Renouvellement des organisations sportives : Des confirmations, de la tension et des surprises

                    Stella Tapsoba est la deuxième femme présidente d’une fédération au Burkina Faso

Le mois d’août 2020 a été marqué par le renouvellement des structures sportives au Burkina Faso. Les élections ont souvent été marquées par des tensions avec parfois des résultats surprenants.
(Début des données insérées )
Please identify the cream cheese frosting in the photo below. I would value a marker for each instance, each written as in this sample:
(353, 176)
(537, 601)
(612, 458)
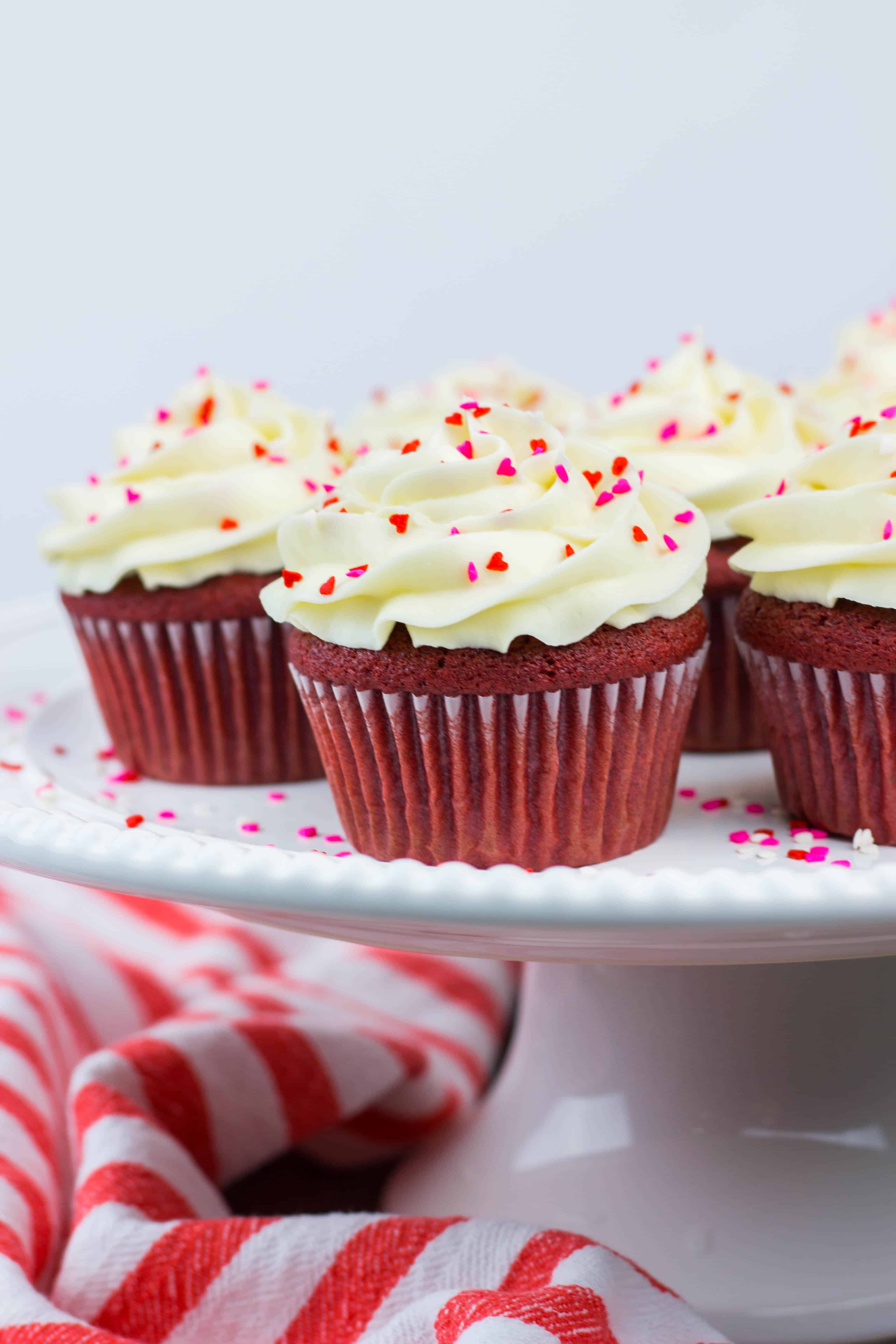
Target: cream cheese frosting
(829, 534)
(391, 420)
(701, 425)
(495, 529)
(198, 491)
(862, 381)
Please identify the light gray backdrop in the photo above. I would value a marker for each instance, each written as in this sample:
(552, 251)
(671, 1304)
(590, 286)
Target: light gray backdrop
(339, 195)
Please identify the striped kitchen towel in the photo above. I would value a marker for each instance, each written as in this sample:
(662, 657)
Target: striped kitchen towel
(151, 1053)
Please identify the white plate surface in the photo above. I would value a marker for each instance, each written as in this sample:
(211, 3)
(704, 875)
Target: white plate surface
(690, 897)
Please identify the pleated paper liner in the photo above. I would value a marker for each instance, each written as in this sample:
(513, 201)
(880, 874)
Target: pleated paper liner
(553, 777)
(199, 702)
(834, 743)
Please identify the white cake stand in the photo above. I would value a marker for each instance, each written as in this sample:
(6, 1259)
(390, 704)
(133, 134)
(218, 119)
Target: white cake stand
(704, 1069)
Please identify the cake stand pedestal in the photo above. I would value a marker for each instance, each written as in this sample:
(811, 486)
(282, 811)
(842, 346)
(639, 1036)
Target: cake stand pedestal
(703, 1073)
(729, 1127)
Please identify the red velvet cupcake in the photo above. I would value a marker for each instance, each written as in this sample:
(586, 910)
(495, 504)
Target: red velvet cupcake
(720, 436)
(160, 566)
(498, 646)
(817, 631)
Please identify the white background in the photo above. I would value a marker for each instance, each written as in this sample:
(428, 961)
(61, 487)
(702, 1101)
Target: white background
(339, 195)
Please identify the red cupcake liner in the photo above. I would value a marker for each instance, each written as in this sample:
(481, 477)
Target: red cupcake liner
(834, 737)
(199, 702)
(553, 777)
(726, 714)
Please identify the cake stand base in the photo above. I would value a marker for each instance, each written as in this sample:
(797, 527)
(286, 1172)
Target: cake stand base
(730, 1128)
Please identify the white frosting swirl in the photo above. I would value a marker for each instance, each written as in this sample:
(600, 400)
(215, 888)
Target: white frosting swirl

Deuxième sport le plus populaire au Burkina Faso, le cyclisme attise les convoitises presqu’autant qu’en football. En entrant dans la salle le 15 août 2020, le commandant Yasnémanégré Sawadogo partait avec la certitude de conserver son poste. En faisant le décompte des ligues remportées par son camp, le compte semblait bon pour une victoire. En effet, jamais un candidat ayant remporté la Ligue du centre avec 14 voix n’avait perdu une élection à la Fédération burkinabè de cyclisme (FBC). Mais grande fut la surprise après le dépouillement des bulletins. Amédé Ignace Béréwoudougou s’impose avec 44 voix contre 40. Victoire de justesse. Des supporters du président sortant parlent de trahison. Cette élection met également fin à une longue période de précampagne marquée par des tensions et des crises. « Il a promis un million de francs CFA et trois vélos à chaque club. C’est beaucoup dans le monde du cyclisme », explique un journaliste sportif.

Des tensions dans les arts martiaux

C’est également dans une atmosphère tendue que s’est déroulée l’élection à la Fédération burkinabè de Vovinam viet vo dao. Dans cette discipline, le processus électoral a fait l’objet de division entre le camp de maître Philippe Sawadogo et ceux de Maître Arouna Savadogo, tous deux candidats. Battu par une voix de différence (10-9), Arouna Savadogo a du mal à encaisser cette défaite. « Le président de séance (…) est acquis à leur cause, le président de la Fédération est aussi acquis à leur cause. Il y a quelque chose qui ne va pas. Même ceux qui votent ont été menacés. J’ai les preuves. On a menacé de ne pas donner la ceinture noire ou la décoration à certains. Tout cela, à mon avis, n’a pas été fait dans le fair-play », s’est-il plaint. Sa candidature avait été, auparavant, invalidée. Le nouveau président, Philipe Sawadogo se lance pour défis d’unir toute la famille de cet art martial minée par une crise de plusieurs années. Maître Apollinaire Ouédraogo du club Tong Nooma qui compte onze clubs, évolue en solo suite à la crise qui a divisé cette discipline. Au taekwondo, Hugolin Pooda, l’un des candidats a claqué la porte avant le début des votes pour dénoncer une injustice selon ses propos. Alors que la Ligue du centre compte, par exemple, 19 clubs, le seul vote du président compte pour la moitié des voix de cette ligue. Une irrégularité de son avis qui arrange le camp de François Daboué soutenu par le président sortant Timbo Zongo.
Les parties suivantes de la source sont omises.